Second, there's no chance this legislation clears the Senate even if it did the House. But again, utilities are well ahead of the curve on this one. And while it's still early days on COVID-19 fallout admittedly, the hit's relatively mild so far.
Ray S
8:24
I’ve owned VZ for quite a while. I took some profits a while back around 61. It seems like the stock meets serious resistance around that level. For the last few years it just gets stuck there. Do you think when things around the country/world improve it can finally break out? Thanks.
AvatarRoger Conrad
8:24
I think the big driver for earnings and stock the next few years is going to be 5G--how effectively can Verizon deploy it and monetize it. I think expectations are pretty modest right now with the stock at 11 times expected 2020 earnings. By the way it was the only major telecom to actually produce guidance for the year following Q1 results.

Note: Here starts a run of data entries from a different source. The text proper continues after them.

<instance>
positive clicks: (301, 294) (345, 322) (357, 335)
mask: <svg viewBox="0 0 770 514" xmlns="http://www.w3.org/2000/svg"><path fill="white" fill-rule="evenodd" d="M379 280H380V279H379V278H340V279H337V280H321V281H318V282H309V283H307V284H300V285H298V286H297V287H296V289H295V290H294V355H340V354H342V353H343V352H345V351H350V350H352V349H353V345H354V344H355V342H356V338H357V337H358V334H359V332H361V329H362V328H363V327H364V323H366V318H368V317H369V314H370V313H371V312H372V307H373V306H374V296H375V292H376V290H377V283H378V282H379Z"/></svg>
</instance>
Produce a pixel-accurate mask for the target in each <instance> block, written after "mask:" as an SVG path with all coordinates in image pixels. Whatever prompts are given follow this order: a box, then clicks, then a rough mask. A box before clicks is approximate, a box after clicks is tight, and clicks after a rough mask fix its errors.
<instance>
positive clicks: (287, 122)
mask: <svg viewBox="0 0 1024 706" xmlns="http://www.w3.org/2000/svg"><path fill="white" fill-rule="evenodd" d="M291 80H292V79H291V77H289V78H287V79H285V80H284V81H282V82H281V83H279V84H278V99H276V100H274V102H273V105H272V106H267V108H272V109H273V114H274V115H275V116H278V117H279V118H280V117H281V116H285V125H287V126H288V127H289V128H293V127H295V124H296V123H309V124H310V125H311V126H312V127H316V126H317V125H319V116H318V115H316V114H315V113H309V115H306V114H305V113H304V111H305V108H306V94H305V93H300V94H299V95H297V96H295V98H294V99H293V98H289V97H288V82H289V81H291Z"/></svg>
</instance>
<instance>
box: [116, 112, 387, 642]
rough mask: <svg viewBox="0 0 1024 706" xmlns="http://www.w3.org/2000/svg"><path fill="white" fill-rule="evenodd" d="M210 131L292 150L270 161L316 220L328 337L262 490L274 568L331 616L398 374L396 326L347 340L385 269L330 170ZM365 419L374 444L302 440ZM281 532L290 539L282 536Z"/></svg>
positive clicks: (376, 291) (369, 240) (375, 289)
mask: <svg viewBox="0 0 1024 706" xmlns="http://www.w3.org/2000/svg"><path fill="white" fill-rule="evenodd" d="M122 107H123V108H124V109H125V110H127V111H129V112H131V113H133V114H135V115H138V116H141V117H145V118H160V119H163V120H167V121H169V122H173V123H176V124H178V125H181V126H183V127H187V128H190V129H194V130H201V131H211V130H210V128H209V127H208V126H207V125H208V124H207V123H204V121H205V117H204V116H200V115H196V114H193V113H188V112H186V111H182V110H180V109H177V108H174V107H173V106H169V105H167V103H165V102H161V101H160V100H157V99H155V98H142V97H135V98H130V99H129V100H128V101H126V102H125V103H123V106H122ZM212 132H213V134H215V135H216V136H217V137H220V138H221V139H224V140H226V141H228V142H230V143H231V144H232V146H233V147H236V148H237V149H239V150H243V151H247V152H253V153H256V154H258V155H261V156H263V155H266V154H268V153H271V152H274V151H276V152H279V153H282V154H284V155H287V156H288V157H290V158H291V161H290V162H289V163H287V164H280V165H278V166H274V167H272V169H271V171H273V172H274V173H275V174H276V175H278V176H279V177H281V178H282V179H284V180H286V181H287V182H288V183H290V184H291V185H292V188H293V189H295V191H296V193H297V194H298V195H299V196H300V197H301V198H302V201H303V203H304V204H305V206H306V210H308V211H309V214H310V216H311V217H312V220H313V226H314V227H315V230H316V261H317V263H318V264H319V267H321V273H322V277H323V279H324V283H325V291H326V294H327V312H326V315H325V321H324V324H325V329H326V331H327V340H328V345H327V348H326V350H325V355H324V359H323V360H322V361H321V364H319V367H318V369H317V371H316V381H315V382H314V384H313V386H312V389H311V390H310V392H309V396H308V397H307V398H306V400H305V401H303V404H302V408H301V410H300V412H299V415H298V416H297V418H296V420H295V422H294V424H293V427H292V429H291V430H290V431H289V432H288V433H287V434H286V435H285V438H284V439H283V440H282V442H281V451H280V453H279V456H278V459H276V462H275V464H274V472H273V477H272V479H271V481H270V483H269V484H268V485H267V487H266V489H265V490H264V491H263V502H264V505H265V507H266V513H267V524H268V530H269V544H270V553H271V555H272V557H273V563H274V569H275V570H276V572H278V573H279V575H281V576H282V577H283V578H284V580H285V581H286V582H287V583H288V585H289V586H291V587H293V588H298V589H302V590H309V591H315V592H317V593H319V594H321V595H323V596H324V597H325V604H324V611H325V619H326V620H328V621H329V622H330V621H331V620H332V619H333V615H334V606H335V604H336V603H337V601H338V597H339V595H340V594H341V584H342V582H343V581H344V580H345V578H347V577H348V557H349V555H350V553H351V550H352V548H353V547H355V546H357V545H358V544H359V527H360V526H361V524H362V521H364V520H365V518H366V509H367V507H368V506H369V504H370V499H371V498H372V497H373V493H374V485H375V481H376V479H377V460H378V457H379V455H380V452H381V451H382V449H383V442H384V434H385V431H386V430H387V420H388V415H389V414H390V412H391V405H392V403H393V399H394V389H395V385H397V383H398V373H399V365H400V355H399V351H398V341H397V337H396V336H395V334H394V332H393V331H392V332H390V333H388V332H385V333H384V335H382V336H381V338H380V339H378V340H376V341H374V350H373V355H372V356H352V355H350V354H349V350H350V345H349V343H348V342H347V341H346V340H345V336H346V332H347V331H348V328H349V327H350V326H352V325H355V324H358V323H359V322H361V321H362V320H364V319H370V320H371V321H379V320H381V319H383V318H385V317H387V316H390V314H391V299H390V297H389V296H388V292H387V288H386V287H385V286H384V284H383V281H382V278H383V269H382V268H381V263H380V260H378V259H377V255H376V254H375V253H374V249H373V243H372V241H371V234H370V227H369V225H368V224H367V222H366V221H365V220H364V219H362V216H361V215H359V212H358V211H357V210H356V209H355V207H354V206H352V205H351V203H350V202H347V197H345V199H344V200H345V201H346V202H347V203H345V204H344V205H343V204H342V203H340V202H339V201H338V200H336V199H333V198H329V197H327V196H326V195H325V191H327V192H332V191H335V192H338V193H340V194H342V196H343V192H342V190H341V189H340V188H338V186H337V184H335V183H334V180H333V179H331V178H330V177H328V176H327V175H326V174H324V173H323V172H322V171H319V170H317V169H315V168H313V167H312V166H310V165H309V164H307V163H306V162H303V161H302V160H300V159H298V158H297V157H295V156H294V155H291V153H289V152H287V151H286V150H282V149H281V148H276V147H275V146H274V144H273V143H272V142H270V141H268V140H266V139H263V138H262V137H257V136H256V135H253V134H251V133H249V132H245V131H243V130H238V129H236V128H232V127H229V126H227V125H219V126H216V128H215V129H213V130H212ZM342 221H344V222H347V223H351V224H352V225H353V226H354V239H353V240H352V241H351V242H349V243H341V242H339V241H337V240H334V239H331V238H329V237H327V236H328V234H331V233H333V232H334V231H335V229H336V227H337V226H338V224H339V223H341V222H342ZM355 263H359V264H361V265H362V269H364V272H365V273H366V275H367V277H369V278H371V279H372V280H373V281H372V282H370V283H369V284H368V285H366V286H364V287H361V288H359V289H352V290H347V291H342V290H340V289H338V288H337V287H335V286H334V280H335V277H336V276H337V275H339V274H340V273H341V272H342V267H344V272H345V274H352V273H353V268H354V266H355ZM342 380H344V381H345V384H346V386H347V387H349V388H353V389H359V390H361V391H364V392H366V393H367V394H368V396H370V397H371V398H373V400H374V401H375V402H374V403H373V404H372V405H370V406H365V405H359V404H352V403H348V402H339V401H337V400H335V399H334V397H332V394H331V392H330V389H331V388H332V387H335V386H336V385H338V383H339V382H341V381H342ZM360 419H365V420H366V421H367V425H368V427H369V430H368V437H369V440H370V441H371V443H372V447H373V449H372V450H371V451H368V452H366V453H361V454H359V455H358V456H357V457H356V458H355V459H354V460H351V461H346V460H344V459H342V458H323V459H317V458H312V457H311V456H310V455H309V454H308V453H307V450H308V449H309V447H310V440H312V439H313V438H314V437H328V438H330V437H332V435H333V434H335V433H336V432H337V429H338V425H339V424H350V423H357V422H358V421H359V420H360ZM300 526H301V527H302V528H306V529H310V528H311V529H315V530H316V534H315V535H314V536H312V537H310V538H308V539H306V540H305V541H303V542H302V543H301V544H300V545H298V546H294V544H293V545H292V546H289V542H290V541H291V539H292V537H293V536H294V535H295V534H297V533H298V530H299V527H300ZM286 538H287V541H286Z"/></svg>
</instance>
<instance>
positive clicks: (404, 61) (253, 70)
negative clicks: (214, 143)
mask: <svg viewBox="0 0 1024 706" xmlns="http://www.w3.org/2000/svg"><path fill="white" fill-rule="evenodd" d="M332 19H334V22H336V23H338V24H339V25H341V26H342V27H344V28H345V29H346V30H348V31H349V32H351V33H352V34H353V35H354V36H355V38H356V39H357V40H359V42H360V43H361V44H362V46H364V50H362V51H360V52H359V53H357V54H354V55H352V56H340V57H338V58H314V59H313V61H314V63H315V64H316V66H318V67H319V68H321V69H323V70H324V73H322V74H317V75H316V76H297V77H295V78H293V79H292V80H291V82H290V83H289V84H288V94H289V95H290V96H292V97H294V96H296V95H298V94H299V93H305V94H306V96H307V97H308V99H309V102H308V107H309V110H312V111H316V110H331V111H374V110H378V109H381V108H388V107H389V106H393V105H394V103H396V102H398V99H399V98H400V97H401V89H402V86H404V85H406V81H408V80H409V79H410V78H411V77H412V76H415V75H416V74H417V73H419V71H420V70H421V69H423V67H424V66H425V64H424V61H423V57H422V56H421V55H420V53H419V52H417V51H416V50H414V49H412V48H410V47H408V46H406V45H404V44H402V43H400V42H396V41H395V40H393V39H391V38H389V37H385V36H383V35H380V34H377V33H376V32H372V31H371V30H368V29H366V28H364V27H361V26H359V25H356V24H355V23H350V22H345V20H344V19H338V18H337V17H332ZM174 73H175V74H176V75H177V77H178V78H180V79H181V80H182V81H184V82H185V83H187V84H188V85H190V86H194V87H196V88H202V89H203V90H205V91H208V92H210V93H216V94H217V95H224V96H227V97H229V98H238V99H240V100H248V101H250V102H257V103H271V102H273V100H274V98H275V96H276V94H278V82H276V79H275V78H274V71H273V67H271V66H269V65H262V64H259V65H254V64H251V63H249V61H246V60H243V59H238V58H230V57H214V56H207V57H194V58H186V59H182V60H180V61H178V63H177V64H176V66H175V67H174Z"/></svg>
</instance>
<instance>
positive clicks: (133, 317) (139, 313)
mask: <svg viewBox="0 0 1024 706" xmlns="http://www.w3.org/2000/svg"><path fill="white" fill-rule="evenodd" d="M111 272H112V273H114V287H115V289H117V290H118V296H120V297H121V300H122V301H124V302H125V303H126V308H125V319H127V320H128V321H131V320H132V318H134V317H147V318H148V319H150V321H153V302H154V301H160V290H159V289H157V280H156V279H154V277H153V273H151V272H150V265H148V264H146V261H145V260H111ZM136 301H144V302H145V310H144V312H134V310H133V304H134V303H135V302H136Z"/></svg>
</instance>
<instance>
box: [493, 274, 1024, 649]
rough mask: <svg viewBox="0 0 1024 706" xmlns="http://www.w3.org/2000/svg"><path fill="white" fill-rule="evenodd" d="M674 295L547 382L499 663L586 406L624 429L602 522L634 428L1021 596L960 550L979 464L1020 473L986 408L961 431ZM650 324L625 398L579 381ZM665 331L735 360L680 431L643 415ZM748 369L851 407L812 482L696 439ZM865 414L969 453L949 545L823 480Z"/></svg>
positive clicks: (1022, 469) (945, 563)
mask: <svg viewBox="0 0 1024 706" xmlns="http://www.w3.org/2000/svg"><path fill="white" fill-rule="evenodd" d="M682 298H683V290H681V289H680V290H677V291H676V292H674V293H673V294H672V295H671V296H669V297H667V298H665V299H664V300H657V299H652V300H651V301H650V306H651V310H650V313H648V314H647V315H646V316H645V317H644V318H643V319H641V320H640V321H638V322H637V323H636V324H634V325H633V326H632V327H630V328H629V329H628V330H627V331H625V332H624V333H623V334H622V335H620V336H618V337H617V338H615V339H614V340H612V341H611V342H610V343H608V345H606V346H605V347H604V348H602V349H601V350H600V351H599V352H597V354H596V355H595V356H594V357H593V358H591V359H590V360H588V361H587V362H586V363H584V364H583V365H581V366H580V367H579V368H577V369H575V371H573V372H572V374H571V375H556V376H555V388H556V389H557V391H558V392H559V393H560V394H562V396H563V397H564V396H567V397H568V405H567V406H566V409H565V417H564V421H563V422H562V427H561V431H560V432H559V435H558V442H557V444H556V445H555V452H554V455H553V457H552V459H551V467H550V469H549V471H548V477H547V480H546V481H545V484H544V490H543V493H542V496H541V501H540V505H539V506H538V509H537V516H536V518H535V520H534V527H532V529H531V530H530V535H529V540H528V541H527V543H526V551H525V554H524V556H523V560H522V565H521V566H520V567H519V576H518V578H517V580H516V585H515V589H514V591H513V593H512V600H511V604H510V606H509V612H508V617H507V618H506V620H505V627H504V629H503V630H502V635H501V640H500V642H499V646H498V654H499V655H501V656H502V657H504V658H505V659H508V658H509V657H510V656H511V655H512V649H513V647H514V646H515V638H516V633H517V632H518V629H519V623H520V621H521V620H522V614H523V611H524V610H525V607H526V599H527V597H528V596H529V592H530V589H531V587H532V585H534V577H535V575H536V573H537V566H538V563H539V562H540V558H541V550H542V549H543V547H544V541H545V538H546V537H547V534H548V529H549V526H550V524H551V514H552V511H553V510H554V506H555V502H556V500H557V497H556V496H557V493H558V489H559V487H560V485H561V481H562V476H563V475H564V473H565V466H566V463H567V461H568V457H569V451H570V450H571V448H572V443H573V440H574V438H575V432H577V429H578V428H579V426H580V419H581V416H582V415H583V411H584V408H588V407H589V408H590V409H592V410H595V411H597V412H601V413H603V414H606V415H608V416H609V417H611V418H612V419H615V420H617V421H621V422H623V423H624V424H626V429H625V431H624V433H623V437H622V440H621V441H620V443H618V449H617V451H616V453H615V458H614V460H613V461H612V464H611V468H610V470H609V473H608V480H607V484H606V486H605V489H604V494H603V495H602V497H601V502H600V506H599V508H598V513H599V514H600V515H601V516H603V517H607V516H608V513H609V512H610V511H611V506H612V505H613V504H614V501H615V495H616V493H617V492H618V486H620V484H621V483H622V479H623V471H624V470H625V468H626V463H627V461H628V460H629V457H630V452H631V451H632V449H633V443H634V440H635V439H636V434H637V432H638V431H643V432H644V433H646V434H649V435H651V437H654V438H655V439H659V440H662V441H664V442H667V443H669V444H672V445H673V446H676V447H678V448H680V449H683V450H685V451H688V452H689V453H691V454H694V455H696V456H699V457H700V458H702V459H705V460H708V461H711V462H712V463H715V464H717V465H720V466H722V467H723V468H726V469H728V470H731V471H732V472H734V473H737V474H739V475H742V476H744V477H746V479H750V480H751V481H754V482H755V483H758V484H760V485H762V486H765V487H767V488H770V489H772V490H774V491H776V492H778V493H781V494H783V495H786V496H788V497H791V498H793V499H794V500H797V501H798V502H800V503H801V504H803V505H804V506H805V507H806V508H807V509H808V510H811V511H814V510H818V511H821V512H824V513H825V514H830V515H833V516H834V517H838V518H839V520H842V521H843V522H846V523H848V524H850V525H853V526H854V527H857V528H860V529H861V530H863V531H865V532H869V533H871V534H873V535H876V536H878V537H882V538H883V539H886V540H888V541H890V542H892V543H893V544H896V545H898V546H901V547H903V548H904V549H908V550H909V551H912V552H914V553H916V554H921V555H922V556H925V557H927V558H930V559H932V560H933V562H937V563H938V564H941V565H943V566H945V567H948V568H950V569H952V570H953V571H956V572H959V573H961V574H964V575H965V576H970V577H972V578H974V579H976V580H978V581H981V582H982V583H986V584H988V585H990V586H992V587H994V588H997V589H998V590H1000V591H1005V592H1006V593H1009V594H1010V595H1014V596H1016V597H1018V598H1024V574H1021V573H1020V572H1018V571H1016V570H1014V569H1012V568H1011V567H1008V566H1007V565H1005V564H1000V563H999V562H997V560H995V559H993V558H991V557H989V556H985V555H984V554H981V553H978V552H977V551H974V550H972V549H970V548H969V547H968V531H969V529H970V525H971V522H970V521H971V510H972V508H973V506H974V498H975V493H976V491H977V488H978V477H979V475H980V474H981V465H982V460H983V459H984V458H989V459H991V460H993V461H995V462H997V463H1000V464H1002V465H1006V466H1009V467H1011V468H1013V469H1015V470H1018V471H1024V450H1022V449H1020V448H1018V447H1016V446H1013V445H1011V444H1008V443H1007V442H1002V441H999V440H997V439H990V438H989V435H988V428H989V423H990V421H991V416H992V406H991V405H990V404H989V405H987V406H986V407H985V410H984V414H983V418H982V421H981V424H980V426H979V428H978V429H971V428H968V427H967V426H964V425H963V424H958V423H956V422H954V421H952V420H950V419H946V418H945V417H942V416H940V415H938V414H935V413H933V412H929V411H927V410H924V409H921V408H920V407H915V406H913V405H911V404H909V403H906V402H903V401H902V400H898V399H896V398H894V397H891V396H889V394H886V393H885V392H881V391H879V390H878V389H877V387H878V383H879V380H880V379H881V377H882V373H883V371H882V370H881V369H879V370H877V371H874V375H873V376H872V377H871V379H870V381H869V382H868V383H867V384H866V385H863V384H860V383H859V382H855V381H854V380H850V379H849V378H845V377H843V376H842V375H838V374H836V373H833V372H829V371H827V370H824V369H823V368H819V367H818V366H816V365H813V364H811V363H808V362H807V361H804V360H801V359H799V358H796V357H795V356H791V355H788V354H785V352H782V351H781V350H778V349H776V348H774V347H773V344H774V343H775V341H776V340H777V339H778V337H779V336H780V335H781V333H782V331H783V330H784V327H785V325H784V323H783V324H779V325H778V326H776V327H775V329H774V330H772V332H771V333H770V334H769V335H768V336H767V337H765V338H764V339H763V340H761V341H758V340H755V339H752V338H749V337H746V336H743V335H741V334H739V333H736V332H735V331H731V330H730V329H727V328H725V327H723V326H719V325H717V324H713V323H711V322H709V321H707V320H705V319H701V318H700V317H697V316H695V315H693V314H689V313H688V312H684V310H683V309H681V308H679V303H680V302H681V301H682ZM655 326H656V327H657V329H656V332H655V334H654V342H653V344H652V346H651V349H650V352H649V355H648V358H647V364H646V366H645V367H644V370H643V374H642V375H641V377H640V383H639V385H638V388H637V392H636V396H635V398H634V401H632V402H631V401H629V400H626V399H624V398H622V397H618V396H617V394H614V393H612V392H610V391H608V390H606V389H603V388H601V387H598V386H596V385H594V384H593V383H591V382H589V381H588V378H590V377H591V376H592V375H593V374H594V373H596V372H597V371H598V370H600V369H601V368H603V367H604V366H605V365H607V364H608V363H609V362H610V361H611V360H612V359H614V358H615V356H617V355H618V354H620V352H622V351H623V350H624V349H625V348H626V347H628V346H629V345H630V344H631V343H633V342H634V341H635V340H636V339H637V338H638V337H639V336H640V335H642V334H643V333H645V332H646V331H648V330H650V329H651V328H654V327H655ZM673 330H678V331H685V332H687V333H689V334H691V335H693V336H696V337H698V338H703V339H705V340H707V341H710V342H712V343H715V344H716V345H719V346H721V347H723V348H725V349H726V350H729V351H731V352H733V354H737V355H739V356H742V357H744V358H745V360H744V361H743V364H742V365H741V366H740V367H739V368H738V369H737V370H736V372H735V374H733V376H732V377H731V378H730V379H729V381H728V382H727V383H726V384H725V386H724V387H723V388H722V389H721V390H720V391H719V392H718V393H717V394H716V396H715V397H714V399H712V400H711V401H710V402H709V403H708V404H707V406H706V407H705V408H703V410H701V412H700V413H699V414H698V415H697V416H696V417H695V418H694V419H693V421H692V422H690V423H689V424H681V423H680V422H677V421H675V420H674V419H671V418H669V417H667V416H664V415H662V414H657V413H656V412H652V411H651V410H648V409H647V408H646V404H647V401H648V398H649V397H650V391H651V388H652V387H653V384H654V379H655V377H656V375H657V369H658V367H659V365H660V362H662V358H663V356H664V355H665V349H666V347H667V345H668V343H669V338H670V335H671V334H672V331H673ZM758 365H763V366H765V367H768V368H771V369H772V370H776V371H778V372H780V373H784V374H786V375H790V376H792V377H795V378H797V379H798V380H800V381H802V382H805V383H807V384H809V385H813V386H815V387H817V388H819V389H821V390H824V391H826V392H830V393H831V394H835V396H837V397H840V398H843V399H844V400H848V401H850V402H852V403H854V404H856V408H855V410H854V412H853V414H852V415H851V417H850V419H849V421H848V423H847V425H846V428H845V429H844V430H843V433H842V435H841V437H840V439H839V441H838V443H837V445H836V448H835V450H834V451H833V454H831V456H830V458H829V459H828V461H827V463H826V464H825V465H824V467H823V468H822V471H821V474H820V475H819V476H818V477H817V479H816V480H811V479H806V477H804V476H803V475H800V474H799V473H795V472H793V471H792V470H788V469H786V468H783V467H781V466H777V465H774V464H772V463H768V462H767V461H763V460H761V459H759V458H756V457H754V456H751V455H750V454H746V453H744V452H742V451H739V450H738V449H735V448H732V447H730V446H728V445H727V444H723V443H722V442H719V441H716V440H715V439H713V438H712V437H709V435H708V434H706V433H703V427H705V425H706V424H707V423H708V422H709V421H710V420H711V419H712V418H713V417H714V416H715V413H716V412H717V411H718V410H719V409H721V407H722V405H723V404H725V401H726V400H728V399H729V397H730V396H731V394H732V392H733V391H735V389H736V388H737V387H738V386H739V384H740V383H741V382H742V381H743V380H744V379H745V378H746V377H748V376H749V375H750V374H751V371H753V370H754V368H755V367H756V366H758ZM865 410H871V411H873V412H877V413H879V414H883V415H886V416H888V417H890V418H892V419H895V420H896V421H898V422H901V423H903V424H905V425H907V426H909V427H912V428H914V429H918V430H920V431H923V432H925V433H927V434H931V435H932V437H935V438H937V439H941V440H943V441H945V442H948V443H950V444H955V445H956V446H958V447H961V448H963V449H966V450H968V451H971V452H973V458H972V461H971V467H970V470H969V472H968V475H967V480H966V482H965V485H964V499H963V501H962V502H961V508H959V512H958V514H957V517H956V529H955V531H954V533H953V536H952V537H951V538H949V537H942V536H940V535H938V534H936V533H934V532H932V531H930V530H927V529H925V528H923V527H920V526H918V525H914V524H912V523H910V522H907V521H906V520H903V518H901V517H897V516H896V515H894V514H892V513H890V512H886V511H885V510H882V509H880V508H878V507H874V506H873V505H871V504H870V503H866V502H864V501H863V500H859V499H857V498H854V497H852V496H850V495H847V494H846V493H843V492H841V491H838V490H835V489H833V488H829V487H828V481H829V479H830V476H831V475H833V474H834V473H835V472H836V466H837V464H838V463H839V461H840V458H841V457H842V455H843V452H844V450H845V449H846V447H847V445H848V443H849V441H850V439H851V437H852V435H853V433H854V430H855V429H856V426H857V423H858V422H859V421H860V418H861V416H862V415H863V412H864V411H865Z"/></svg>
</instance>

As I've pointed out in CUI, telecoms did not monetize the huge uptick in traffic triggered by COVID-19 fallout. But I don't view that as a harbinger of not doing well with 5G. And in any case, Verizon still offers a solid dividend while we wait to find out about its progress.
Guest
8:27
Hello Roger, and I too am a throwback subscriber who still holds quite a few Canadian Stocks such as BIRD; Canadian Property, Riocan Reit, Dream Office, Altagas, Artis Reit, Atlantic Power, IBI, Innergex, and luckily Pembina. So I know this is a lot, but if you could give me your thinking on the REIT sector especially I should be most grateful.
AvatarRoger Conrad
8:27
I like the high quality Canadian REITs like RioCan, and am pretty much wary of most US REITs right now. I'm due to do another REIT Sheet next month, at which time I'll be able to provide somewhat more color. But I do think Canadian Apartment, RioCan REIT and Artis are in solid shape. Happy to answer anything specific you have via an email at some point:

service@capitalisttimes.com
Guest
8:27
I enjoyed your Podcast with Nate ... thanks for that. I am sure Nate will have a very productive investment career. How lucky he is to have your guidance ... as are we. Thank you for everything you do.